Iniziamo con il format Dialoghi di Estetica: la seconda e la terza edizione della sua versione didattica e divulgativa hanno fatto parte del progetto di Summer School ideato dal Dipartimento Educazione del Castello di Rivoli. La ritieni un’esperienza riuscita?
Direi fondamentale, per due ragioni. Intanto per la sede. Il Museo del Castello di Rivoli è un luogo davvero privilegiato in cui ragionare di arte, e di arte contemporanea in particolare. Poi perché il progetto Summer School, ideato da Anna Pironti, è un progetto ambizioso che intende coniugare la didattica alla ricerca: un binomio fondamentale se miriamo a realizzare una diffusione seria e competente dell’arte contemporanea. Sappiamo tutti che l’arte, soprattutto quella contemporanea, ha spesso bisogno di un supplemento di spiegazione. Se non ci riusciamo, se le istituzioni non lo comprendono, ci sarà sempre chi – come nel film di Alberto Sordi – entrando in un museo penserà: “In fondo che c’è di difficile? Avrei potuto farlo anch’io”.

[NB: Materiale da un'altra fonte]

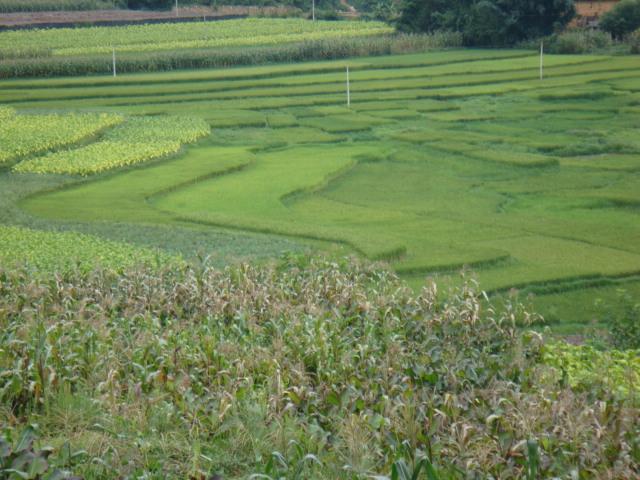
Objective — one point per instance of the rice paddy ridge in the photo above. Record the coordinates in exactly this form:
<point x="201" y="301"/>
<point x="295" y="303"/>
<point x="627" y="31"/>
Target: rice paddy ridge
<point x="316" y="84"/>
<point x="532" y="183"/>
<point x="284" y="96"/>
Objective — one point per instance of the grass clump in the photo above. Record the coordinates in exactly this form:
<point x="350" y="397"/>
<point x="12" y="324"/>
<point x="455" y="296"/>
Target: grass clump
<point x="331" y="369"/>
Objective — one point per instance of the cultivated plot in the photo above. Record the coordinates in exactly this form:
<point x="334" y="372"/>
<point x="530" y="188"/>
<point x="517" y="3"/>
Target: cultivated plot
<point x="442" y="160"/>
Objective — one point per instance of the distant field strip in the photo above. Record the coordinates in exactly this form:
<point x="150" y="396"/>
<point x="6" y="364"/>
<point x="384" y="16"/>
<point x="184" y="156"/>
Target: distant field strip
<point x="175" y="36"/>
<point x="443" y="160"/>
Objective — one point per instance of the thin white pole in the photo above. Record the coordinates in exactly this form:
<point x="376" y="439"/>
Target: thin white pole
<point x="348" y="89"/>
<point x="541" y="60"/>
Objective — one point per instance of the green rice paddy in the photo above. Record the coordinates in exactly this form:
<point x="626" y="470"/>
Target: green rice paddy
<point x="443" y="160"/>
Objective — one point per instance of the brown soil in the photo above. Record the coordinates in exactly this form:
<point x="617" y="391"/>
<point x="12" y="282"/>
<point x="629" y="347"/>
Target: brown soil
<point x="123" y="16"/>
<point x="588" y="12"/>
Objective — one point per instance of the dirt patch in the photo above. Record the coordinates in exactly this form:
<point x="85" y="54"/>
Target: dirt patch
<point x="588" y="13"/>
<point x="105" y="17"/>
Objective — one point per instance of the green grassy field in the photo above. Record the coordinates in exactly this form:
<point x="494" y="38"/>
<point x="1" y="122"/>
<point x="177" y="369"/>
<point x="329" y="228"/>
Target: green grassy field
<point x="444" y="159"/>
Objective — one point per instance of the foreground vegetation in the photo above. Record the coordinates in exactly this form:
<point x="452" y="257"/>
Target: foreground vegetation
<point x="305" y="369"/>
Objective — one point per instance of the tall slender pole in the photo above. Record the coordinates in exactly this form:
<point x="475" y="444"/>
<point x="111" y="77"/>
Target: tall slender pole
<point x="348" y="89"/>
<point x="541" y="60"/>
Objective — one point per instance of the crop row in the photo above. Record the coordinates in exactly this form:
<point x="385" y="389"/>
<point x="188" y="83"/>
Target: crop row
<point x="171" y="36"/>
<point x="11" y="6"/>
<point x="429" y="75"/>
<point x="583" y="366"/>
<point x="138" y="140"/>
<point x="66" y="251"/>
<point x="22" y="135"/>
<point x="302" y="51"/>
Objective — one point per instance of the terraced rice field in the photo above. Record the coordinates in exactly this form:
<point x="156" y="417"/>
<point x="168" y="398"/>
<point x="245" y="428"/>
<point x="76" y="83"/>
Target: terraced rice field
<point x="442" y="160"/>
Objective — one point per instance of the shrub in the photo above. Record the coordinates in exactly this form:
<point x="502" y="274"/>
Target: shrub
<point x="623" y="19"/>
<point x="579" y="41"/>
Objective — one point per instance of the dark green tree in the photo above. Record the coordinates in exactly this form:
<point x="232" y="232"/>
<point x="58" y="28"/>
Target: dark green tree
<point x="488" y="22"/>
<point x="623" y="19"/>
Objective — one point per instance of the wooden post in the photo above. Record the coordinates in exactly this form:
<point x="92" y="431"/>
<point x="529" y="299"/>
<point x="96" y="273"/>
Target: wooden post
<point x="348" y="89"/>
<point x="541" y="60"/>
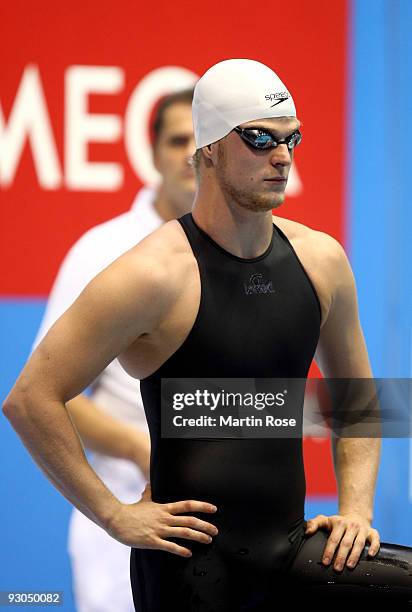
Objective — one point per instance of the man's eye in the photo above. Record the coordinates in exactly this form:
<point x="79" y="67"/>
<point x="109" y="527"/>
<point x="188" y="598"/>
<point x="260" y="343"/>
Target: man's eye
<point x="178" y="141"/>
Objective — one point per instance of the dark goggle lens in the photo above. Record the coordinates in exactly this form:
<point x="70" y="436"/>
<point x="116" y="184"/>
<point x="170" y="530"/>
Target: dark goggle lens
<point x="264" y="140"/>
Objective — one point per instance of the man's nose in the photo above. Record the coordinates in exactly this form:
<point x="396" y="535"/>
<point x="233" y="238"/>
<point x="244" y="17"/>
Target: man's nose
<point x="281" y="155"/>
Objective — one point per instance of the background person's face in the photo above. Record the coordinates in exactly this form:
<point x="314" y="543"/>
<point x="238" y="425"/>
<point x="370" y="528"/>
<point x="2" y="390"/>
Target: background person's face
<point x="244" y="173"/>
<point x="175" y="146"/>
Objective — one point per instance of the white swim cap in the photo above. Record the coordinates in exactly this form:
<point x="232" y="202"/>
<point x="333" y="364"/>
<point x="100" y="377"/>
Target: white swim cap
<point x="235" y="91"/>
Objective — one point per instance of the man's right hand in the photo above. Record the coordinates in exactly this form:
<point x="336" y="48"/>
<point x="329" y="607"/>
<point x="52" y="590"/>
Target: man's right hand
<point x="146" y="524"/>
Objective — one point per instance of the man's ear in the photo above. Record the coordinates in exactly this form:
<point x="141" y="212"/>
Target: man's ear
<point x="209" y="151"/>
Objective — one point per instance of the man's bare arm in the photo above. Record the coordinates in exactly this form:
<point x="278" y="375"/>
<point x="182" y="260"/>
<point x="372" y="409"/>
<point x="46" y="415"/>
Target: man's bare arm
<point x="102" y="433"/>
<point x="113" y="310"/>
<point x="126" y="300"/>
<point x="342" y="353"/>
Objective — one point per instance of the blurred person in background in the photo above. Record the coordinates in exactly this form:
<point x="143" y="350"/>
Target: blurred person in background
<point x="111" y="421"/>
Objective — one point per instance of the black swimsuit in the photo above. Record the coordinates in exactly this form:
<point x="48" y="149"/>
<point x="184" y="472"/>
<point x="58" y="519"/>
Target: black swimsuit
<point x="257" y="318"/>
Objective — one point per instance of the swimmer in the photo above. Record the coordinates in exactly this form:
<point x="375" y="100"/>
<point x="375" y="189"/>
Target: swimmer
<point x="222" y="521"/>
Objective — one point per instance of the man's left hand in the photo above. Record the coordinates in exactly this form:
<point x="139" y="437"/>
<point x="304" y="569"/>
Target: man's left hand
<point x="348" y="535"/>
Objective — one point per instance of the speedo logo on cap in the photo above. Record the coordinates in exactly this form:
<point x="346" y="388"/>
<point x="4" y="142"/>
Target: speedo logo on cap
<point x="280" y="97"/>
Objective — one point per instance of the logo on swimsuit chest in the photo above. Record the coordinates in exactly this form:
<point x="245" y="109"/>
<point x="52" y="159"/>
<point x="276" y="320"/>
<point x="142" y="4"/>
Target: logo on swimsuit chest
<point x="257" y="285"/>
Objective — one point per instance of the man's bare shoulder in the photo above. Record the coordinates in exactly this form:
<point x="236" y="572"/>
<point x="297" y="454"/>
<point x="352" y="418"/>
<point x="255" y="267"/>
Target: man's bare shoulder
<point x="158" y="262"/>
<point x="166" y="249"/>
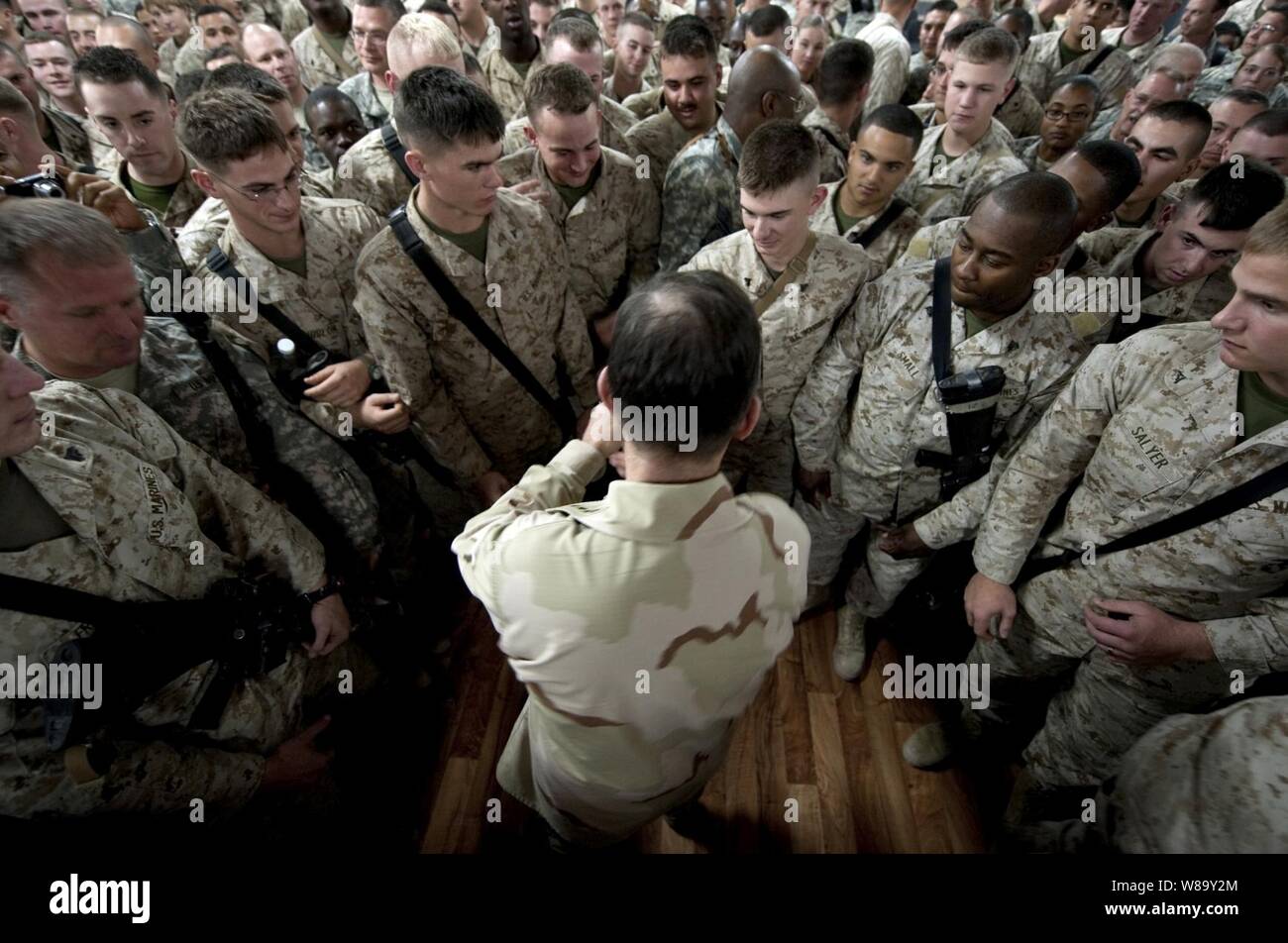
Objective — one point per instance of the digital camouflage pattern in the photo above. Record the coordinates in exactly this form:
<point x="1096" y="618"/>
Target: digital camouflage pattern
<point x="885" y="248"/>
<point x="613" y="125"/>
<point x="140" y="497"/>
<point x="699" y="198"/>
<point x="609" y="235"/>
<point x="370" y="174"/>
<point x="318" y="68"/>
<point x="939" y="187"/>
<point x="1149" y="425"/>
<point x="467" y="408"/>
<point x="361" y="88"/>
<point x="793" y="331"/>
<point x="870" y="444"/>
<point x="686" y="582"/>
<point x="321" y="304"/>
<point x="658" y="138"/>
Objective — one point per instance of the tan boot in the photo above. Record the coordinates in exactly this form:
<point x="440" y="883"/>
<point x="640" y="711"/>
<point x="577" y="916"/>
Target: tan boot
<point x="850" y="650"/>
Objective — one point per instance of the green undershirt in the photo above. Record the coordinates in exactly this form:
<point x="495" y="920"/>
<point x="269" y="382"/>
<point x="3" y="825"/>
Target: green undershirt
<point x="473" y="243"/>
<point x="29" y="518"/>
<point x="1258" y="405"/>
<point x="154" y="197"/>
<point x="572" y="195"/>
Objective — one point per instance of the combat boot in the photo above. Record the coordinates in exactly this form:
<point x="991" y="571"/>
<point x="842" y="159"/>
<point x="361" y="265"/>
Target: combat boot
<point x="850" y="651"/>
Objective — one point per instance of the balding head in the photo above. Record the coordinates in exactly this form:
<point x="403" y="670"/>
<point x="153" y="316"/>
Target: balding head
<point x="129" y="34"/>
<point x="764" y="85"/>
<point x="420" y="40"/>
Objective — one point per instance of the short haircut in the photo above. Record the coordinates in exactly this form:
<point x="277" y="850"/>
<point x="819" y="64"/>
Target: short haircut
<point x="897" y="119"/>
<point x="990" y="47"/>
<point x="777" y="155"/>
<point x="112" y="65"/>
<point x="187" y="84"/>
<point x="210" y="9"/>
<point x="218" y="127"/>
<point x="1116" y="163"/>
<point x="437" y="108"/>
<point x="1241" y="97"/>
<point x="1233" y="204"/>
<point x="394" y="7"/>
<point x="257" y="81"/>
<point x="846" y="67"/>
<point x="1020" y="16"/>
<point x="1183" y="112"/>
<point x="684" y="340"/>
<point x="635" y="18"/>
<point x="1267" y="237"/>
<point x="691" y="38"/>
<point x="961" y="33"/>
<point x="1077" y="81"/>
<point x="768" y="21"/>
<point x="33" y="228"/>
<point x="562" y="88"/>
<point x="1044" y="200"/>
<point x="39" y="37"/>
<point x="1273" y="123"/>
<point x="421" y="34"/>
<point x="14" y="104"/>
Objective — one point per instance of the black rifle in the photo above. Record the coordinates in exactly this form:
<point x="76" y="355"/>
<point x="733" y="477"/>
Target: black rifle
<point x="398" y="447"/>
<point x="969" y="399"/>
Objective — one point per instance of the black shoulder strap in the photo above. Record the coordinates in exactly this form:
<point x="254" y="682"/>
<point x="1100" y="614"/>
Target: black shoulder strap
<point x="223" y="266"/>
<point x="941" y="321"/>
<point x="881" y="223"/>
<point x="397" y="150"/>
<point x="1235" y="498"/>
<point x="1096" y="59"/>
<point x="463" y="311"/>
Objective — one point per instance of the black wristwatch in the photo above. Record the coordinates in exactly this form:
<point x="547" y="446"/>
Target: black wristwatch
<point x="333" y="586"/>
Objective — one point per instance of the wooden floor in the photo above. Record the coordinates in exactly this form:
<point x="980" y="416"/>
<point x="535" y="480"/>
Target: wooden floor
<point x="810" y="737"/>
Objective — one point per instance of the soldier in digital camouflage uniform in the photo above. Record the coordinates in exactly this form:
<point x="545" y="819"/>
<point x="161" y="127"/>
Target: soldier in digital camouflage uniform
<point x="686" y="110"/>
<point x="114" y="474"/>
<point x="798" y="299"/>
<point x="699" y="198"/>
<point x="1184" y="265"/>
<point x="368" y="171"/>
<point x="467" y="408"/>
<point x="879" y="162"/>
<point x="1072" y="52"/>
<point x="506" y="65"/>
<point x="1158" y="424"/>
<point x="168" y="371"/>
<point x="943" y="184"/>
<point x="884" y="342"/>
<point x="683" y="587"/>
<point x="606" y="214"/>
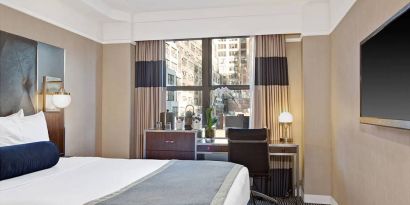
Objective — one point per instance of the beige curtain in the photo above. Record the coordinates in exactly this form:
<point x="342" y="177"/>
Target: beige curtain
<point x="271" y="89"/>
<point x="150" y="88"/>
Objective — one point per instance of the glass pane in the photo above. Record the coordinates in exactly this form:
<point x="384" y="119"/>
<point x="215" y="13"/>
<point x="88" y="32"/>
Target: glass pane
<point x="231" y="102"/>
<point x="230" y="61"/>
<point x="184" y="63"/>
<point x="177" y="101"/>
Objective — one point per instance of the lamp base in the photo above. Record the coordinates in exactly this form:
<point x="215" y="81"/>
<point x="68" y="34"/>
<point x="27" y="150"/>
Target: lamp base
<point x="286" y="140"/>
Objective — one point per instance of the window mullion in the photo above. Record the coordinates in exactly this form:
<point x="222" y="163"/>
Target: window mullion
<point x="206" y="72"/>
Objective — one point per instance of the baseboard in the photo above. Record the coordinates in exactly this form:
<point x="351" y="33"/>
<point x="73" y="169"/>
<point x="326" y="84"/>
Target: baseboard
<point x="319" y="199"/>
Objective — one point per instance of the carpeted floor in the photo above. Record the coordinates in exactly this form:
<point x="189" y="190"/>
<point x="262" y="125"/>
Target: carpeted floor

I beni culturali e le arti sono una delle ricchezze che il mondo più c’invidia e che rendono il nostro Paese un posto meraviglioso. Bisogna che le persone lo capiscano e che smettano di considerare Venezia o Pompei luoghi qualunque. È necessario che capiscano le ragioni per cui gli Uffizi, il Castello di Rivoli, il Maxxi a Roma oppure il Madre a Napoli fanno tutti la stessa cosa: conservano ed esibiscono i modi in cui lo spirito umano ha preso forma. Piacciano oppure no. E, facendo questo, contribuiscono a creare quella cultura che è insieme la ricchezza morale e materiale di un Paese.
I Dialoghi di Estetica sono il frutto di un progetto interdisciplinare, che prevede l’interazione tra differenti aree quali la filosofia dell’arte, l’estetica, il diritto, la storia e la critica d’arte, coinvolgendo direttamente anche gli artisti. Come valuti questa impostazione, piuttosto inusuale in Italia, rispetto alla possibilità di approfondire le questioni dell’arte di oggi?
Uno dei teorici più rilevanti della estetica italiana, Luigi Pareyson, era solito ripetere che la filosofia non si deve occupare delle opere quando riflette sull’arte. Ho sempre pensato che fosse una posizione paradossale: sarebbe come dire che i fisici dovrebbero tenersi distanti dallo studio della materia.
Non credo che un filosofo che si occupa di filosofia dell’arte, oppure di estetica, possa muoversi diversamente: è necessario conoscere e rispettare la specificità delle arti e avere sensibilità interdisciplinare. Le arti incrociano moltissimi aspetti della vita umana e della ricerca. Non è possibile non tenere conto di questo, né possiamo immaginare teorie o scrivere libri senza prestare attenzione a quanto accade intorno a noi. L’estetica si è spesso autointerpretata come una disciplina a sé stante, talune volte intendendosi addirittura come qualcosa di separato dalla filosofia. Questo non può essere, nel senso che quando l’arte pone un problema filosofico, o si pone come problema filosofico, è la filosofia tutta che deve essere messa in movimento per organizzare delle buone risposte.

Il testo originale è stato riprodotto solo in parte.